The antiwrinkle effect of topical concentrated 2-dimethylaminoethanol involves a vacuolar cytopathology.Br J Dermatol. 2007 Mar; 156(3):433-9.BJ
The 'cosmeceutical' agent 2-dimethylaminoethanol (DMAE) is a tertiary amine found in high concentration in numerous topical antiwrinkle preparations.
We hypothesized that a 337 mmol L(-1) (3%) DMAE reservoir applied to the skin could reproduce the cytopathology induced by other amines by maintaining a millimolar drug concentration within a certain depth of the skin layers, and that vacuolar cell expansion could account for the very rapid effect on the apparent skin fullness.
Morphological and functional assays were applied to cultured rabbit dermal fibroblasts treated with tertiary amines in vitro. A morphological verification of the vacuolization caused by topical DMAE was also attempted in vivo using the inner skin of the rabbit ear and in vitro using primary cultures of human cutaneous epithelial cells.

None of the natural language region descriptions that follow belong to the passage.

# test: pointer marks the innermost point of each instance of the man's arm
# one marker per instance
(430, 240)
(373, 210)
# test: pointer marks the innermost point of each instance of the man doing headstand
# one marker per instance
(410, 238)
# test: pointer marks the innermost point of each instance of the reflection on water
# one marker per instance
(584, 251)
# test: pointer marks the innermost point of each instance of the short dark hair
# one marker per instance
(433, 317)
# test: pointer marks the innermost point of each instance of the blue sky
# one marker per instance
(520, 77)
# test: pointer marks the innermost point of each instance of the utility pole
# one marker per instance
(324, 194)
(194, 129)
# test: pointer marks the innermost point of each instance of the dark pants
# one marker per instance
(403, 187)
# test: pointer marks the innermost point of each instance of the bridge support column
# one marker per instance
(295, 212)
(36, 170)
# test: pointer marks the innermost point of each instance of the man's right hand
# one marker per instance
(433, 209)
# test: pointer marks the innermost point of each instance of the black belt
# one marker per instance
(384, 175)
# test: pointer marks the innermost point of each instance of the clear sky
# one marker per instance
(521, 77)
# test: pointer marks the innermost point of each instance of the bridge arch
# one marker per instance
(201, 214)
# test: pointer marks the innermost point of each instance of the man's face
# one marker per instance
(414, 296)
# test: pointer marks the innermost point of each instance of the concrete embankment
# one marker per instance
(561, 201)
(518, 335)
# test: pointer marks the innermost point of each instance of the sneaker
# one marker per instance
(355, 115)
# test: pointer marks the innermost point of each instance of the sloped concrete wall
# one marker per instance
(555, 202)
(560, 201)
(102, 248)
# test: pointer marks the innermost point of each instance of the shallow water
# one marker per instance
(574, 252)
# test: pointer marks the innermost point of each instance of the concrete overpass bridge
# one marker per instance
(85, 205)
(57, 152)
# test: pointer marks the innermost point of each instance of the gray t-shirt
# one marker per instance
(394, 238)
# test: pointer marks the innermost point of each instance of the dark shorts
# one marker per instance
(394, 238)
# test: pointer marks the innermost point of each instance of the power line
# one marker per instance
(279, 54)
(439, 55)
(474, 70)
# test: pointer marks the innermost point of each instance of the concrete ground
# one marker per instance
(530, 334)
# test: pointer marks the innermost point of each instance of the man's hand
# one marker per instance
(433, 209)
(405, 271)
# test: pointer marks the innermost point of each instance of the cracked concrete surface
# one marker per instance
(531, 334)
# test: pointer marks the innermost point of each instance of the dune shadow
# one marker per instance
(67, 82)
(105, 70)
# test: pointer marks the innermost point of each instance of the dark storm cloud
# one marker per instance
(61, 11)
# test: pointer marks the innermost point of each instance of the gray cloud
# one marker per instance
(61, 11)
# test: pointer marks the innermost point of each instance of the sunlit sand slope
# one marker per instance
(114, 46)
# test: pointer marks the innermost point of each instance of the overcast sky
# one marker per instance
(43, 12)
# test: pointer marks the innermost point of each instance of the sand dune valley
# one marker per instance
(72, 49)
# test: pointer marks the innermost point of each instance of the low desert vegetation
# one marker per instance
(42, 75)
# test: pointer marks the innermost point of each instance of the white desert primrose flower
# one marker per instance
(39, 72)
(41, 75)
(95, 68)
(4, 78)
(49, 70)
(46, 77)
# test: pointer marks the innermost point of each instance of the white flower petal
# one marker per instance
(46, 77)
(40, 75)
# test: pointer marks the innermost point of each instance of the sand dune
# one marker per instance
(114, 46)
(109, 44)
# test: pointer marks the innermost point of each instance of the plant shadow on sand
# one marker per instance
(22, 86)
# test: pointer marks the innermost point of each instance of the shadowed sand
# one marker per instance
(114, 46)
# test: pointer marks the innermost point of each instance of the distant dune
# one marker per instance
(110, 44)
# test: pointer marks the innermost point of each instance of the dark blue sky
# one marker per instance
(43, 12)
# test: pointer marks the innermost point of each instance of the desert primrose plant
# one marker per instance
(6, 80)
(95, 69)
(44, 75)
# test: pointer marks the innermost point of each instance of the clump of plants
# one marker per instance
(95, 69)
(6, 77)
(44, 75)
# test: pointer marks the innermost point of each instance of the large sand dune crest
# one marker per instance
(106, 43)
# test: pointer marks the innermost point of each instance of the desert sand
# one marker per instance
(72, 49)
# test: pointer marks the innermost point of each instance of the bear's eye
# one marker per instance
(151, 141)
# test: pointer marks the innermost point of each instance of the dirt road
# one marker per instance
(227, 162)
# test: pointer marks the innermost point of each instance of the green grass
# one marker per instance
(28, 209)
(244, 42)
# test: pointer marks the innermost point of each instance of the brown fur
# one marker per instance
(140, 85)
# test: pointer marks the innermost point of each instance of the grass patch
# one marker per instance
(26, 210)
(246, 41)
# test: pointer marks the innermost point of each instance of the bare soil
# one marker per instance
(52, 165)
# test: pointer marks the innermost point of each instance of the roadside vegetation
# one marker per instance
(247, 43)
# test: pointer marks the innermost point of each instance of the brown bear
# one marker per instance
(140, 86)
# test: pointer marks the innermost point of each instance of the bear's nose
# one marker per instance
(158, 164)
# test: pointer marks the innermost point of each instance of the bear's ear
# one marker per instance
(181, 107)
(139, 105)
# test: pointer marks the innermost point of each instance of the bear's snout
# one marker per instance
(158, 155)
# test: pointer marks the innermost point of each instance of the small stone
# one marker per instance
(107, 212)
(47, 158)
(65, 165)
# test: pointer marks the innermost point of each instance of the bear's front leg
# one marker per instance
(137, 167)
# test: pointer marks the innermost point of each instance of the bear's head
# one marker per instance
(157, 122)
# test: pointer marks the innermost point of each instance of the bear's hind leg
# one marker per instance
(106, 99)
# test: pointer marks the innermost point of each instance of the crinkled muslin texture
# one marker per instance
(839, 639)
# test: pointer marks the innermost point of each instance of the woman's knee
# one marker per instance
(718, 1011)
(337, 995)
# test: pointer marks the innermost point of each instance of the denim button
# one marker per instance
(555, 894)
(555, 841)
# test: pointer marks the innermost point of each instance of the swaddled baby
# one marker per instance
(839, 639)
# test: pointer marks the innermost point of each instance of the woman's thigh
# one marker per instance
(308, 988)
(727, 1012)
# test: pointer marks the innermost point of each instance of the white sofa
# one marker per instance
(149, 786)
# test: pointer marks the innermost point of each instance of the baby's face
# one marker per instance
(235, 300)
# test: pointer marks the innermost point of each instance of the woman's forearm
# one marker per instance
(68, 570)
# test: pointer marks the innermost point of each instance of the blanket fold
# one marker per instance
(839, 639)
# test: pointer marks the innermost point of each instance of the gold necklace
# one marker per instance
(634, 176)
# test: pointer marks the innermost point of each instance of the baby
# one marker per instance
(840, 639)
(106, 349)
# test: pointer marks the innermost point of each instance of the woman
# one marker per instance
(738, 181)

Fibroblasts responded to DMAE (2.5-10 mmol L(-1)) by massive vacuolization (0.5-4 h; phase contrast observations). Triethanolamine, another chemical frequently used topically, was also active in this respect (10 mmol L(-1)). The vacuolar adenosine triphosphatase inhibitor bafilomycin A1 prevented DMAE- or triethanolamine-induced vacuolization; adding bafilomycin A1 or cell washout slowly reversed the established vacuolization induced by DMAE. Further effects of DMAE in cultured fibroblasts included a moderate cytotoxicity (10 mmol L(-1)) that was abated by bafilomycin A1 cotreatment, a concentration-dependent mitotic arrest (2.5 mmol L(-1)) and transient and mild effects on cell ploidy. The epidermis of the rabbit external ear was significantly thickened and exhibited clear perinuclear swelling indicative of vacuolization in response to 3% DMAE (1 h; paraffin tissue sections). Cultured human cutaneous epithelial cells responded to DMAE by vacuolization (inhibited by bafilomycin A1 cotreatment).
The vacuolar cytopathology induced by concentrated organic amines may be the cellular basis of the antiwrinkle effect of DMAE.